The Island

The Island Summary and Analysis of Part 1

Summary

Scene 1. A cell on Robben Island. After the sound of sirens, we see two prisoners, John and Winston, miming digging sand. The playwrights write, "It is an image of back-breaking and grotesquely futile labour." When a whistle is blown, the two prisoners get handcuffed and shackled, before running. Their running is not fast enough and they get beaten. Winston gets hit in the eye and John sprains his ankle, and they both get put back in their cell. John looks at Winston's eye and Winston at his ankle. John urinates in his hand and tries to clean Winston's eye with it, but this upsets Winston.

As Winston begins banging on the cell, John tells him to stop or they will get in even more trouble. "I want Hodoshe," says Winston. John tries to get him to calm down, suggesting that perhaps Hodoshe will let them go to the quarry the following day. Suddenly, Winston falls silent, and touches his ear, which seems to be bleeding. John does the same, and his ear is also bleeding. Winston examines John's ear, and he winces in pain.

As Winston looks at John's ear, John says, "Black Domination was chased by White Domination. Black Domination lost its shoes and collected a few bruises. Black Domination will run barefoot to the quarry tomorrow." The prisoners reminisce about life before getting arrested, then complain about their grueling work as prisoners.

Discussing their task this morning, putting sand from the beach in wheelbarrows, John says, "I laughed at first. Then I wasn't laughing. Then I hated you." To this, Winston replies, "That's what he wanted." After they both express that they hated one another while working, John puts his hand on Winston's shoulder and a stage direction tells us that "their brotherhood is intact."

They look for their washrag, and Winston goes and smokes a cigarette. John produces some rusty nails from his pocket, and gives them to Winston, suggesting he can make a necklace with them for a production that they are going to do of Antigone. When Winston seems dubious, John scolds him that they committed to performing Antigone for a concert that is taking place in six days. John is very motivated to work on the play, but Winston is less excited. They discuss the characters in Antigone, including Antigone herself, a woman with two brothers who has been accused by the State, represented by her uncle Creon, of burying her brother Polynices (who Winston mistakenly calls Eteocles). They discuss the fact that Antigone pleads "Guilty," even though Winston insists that she is not guilty, as she had every right to bury her brother.

John instructs Winston to learn more about the play while he makes the necklace, pulling a pendant made from a jam-tin lid and twine out from his bed. John reminisces about a production of the play he once saw.

Analysis

The play plunges us into an insular and closed world, an island in more ways than one. The only two characters in the play are John and Winston, two Black political prisoners in the Robben Island prison in South Africa. They are trapped inside a cell, forced to do backbreaking menial labor, and abused by the people who guard them. It is a bleak setting, and one that does not promise to change in the course of the narrative. Just as Winston and John are trapped on Robben Island, in the prison, so too is the audience.

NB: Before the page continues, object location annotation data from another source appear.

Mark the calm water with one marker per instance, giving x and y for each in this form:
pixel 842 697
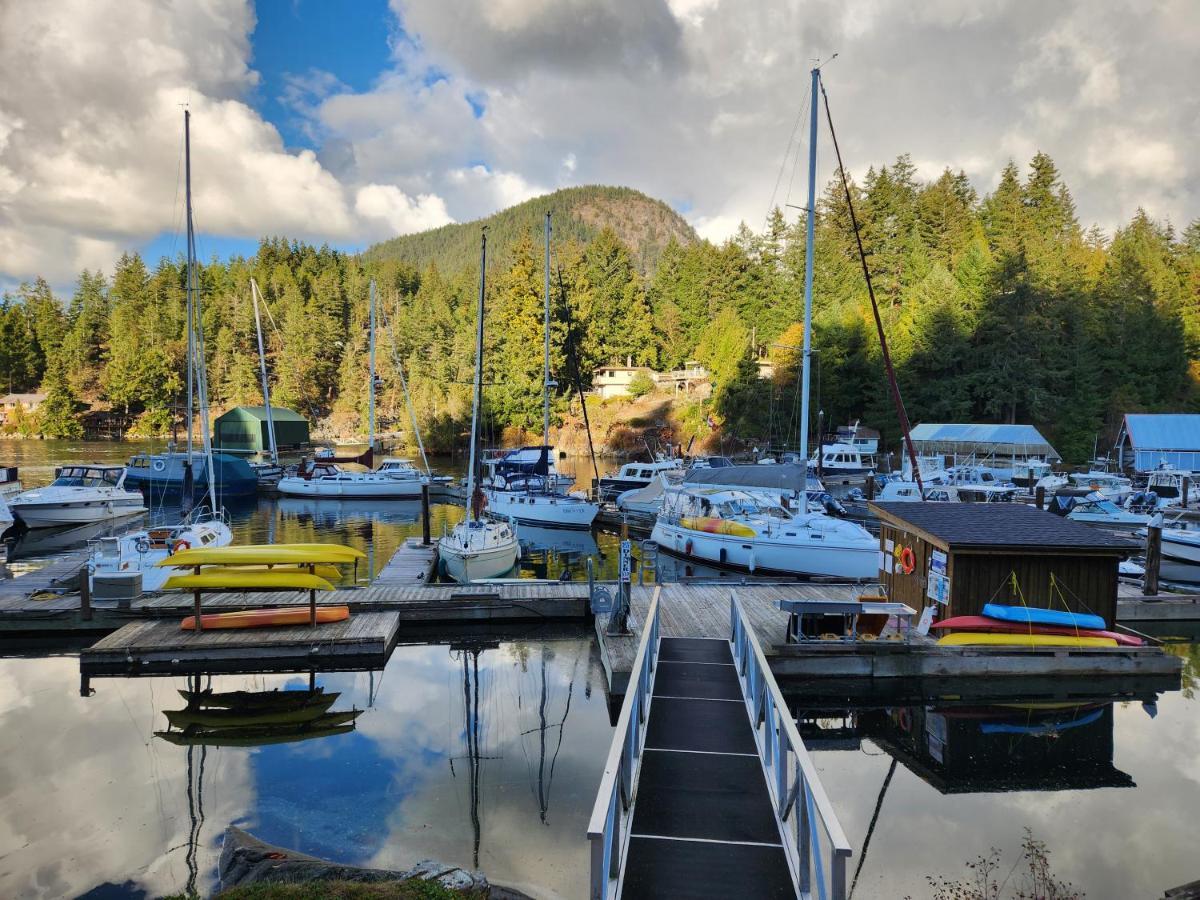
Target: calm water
pixel 90 797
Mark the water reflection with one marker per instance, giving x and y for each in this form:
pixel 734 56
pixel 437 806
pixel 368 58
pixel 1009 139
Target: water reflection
pixel 90 796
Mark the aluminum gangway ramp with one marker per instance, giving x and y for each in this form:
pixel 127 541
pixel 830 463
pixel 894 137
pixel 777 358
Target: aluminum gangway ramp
pixel 708 791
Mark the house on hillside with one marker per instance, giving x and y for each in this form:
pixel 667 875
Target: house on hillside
pixel 28 402
pixel 1151 441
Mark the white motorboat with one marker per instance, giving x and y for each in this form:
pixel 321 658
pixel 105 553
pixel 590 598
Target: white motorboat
pixel 77 496
pixel 478 549
pixel 735 529
pixel 636 474
pixel 125 567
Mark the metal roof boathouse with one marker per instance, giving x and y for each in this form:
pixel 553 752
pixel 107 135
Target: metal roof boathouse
pixel 1150 441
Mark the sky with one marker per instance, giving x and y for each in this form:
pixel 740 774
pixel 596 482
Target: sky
pixel 351 121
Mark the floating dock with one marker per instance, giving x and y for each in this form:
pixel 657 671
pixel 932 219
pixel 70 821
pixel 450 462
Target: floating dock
pixel 703 612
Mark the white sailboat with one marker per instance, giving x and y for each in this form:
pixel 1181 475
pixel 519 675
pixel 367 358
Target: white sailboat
pixel 478 549
pixel 318 479
pixel 79 495
pixel 534 498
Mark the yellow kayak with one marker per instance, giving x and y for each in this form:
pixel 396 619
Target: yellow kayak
pixel 961 639
pixel 711 525
pixel 264 555
pixel 234 580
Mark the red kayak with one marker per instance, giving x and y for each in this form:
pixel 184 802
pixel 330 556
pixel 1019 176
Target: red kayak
pixel 982 623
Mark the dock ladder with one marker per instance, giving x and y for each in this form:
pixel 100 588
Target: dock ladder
pixel 708 790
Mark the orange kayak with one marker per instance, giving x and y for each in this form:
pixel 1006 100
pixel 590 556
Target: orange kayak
pixel 267 618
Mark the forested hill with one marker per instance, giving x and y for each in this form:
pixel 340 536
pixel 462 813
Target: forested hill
pixel 645 225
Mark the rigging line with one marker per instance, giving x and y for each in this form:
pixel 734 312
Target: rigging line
pixel 875 306
pixel 783 163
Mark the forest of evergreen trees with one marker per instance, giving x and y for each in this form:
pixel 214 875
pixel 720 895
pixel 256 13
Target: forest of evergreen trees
pixel 996 309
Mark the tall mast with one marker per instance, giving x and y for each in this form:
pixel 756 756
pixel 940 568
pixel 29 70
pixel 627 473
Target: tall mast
pixel 479 377
pixel 191 345
pixel 546 383
pixel 808 275
pixel 262 366
pixel 371 385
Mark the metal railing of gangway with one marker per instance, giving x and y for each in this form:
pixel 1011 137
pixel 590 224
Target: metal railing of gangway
pixel 792 780
pixel 613 811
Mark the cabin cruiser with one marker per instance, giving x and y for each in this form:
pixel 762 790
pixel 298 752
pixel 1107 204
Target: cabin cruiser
pixel 316 478
pixel 736 529
pixel 1093 508
pixel 125 567
pixel 77 496
pixel 843 460
pixel 636 474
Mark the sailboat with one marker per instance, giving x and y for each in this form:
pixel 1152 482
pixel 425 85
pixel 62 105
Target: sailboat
pixel 733 528
pixel 475 547
pixel 531 495
pixel 173 473
pixel 327 479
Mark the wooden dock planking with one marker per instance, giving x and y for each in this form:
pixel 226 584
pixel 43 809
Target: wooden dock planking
pixel 703 611
pixel 153 647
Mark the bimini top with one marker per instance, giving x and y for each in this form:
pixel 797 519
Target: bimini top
pixel 1149 431
pixel 1001 526
pixel 987 438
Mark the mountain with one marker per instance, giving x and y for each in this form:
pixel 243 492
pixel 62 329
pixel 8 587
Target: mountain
pixel 643 223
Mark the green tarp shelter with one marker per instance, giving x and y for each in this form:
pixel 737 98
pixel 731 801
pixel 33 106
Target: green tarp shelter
pixel 244 430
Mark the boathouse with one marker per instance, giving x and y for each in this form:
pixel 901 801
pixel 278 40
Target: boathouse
pixel 1151 441
pixel 958 557
pixel 244 430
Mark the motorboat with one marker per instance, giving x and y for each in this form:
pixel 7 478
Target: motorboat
pixel 736 529
pixel 77 496
pixel 636 474
pixel 477 547
pixel 1093 508
pixel 316 478
pixel 125 567
pixel 839 459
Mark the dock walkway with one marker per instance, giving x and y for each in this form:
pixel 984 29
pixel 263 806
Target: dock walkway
pixel 703 816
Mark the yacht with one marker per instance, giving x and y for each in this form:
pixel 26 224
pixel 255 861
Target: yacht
pixel 1093 508
pixel 79 495
pixel 478 549
pixel 736 529
pixel 636 474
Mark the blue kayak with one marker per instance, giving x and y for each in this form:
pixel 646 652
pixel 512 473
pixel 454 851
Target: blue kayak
pixel 1032 616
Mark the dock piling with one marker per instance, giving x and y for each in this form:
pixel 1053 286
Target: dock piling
pixel 1153 557
pixel 84 594
pixel 425 515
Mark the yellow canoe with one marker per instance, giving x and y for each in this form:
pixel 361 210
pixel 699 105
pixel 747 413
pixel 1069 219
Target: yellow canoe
pixel 264 555
pixel 229 580
pixel 963 639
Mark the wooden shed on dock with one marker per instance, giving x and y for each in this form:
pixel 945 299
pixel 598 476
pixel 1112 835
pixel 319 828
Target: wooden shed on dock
pixel 961 556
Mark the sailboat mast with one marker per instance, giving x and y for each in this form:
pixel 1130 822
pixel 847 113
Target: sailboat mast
pixel 191 346
pixel 545 387
pixel 479 377
pixel 808 276
pixel 371 385
pixel 262 366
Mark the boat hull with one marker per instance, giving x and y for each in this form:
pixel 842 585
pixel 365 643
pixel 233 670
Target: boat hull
pixel 828 561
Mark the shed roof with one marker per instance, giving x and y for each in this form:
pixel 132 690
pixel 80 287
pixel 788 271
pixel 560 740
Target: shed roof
pixel 1173 431
pixel 999 526
pixel 279 414
pixel 1000 436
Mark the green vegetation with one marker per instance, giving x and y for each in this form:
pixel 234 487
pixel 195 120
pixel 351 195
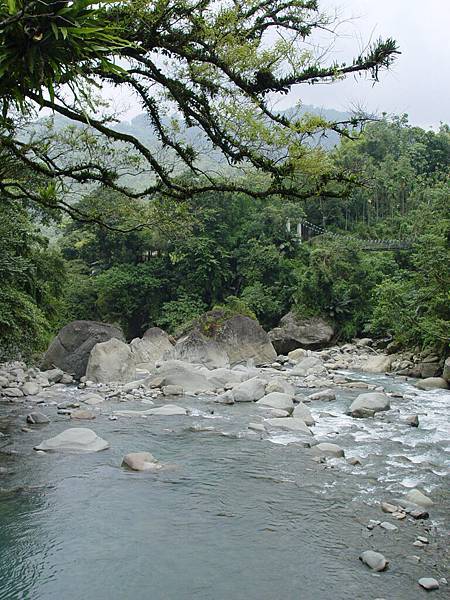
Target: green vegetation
pixel 158 235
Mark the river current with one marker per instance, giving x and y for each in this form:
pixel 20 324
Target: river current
pixel 237 514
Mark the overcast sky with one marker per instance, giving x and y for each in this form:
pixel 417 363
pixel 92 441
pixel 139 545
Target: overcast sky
pixel 419 81
pixel 417 84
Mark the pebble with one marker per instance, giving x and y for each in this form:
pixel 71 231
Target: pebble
pixel 374 560
pixel 388 526
pixel 429 583
pixel 389 508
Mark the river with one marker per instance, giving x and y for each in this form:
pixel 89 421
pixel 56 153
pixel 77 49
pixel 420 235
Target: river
pixel 237 515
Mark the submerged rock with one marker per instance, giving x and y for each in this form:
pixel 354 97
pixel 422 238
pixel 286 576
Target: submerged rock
pixel 366 405
pixel 374 560
pixel 327 449
pixel 37 419
pixel 277 400
pixel 288 424
pixel 417 497
pixel 302 412
pixel 432 383
pixel 429 583
pixel 141 461
pixel 76 439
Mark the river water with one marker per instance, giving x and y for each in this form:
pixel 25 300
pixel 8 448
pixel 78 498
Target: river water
pixel 237 515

The conditions in the prison are horribly violent from the beginning. After the two prisoners attempt to escape, they each suffer injuries, one in the eye and the other with an ankle sprain. They do not have the resources to heal themselves, and when they try to treat the injuries, it only makes them worse. Then, they both begin bleeding from the ear. These injuries are brutal and completely ignored by the authorities, which represents the ways these men are overlooked in apartheid-era South Africa.

One of the worst elements of their imprisonment is the fact that their subjugation often turns the men against one another, rather than against their white oppressors. As they recount their horrible day working at the beach, John says, "I laughed at first. Then I wasn't laughing. Then I hated you. You looked so stupid, broer!" Winston replies, "That's what he wanted," implying that the whole purpose of their forced labor is not only to demoralize the Black prisoners, but to turn them against one another. Thus we see that imprisonment is dehumanizing not only in its effects on the individual, but on the individual's perception of himself, his closest friends, and other members of his race.

An organizing element of the narrative is the fact that Winston and John are preparing to perform a version of Antigone by Sophocles for their fellow inmates, at a concert in six days. In the midst of their oppression, they are learning the "words and moves" of an ancient play that is about a young woman's struggle against a corrupt and oppressive state. The play within the play itself serves to add layers and new dimensions to the story of Winston and John, suggesting a certain parallel between the plights of the prisoners and the characters in Antigone.

As they discuss the play, Winston keeps getting details of the plot wrong, partially because he cannot abide the injustice that Antigone faces in the play. When John asks him whether Antigone pleads guilty or not guilty for burying her brother, Winston suggests that she pleads not guilty, and when John corrects him, Winston gets upset, because he believes that Antigone is not guilty for the "crimes" she has committed. His anger at the injustice that Antigone faces in the play prevents him from internalizing the details of the play they are learning. This shows us that the theme of individual versus the state that is prominent in Antigone is important as well in the lives of John and Winston, the characters in The Island.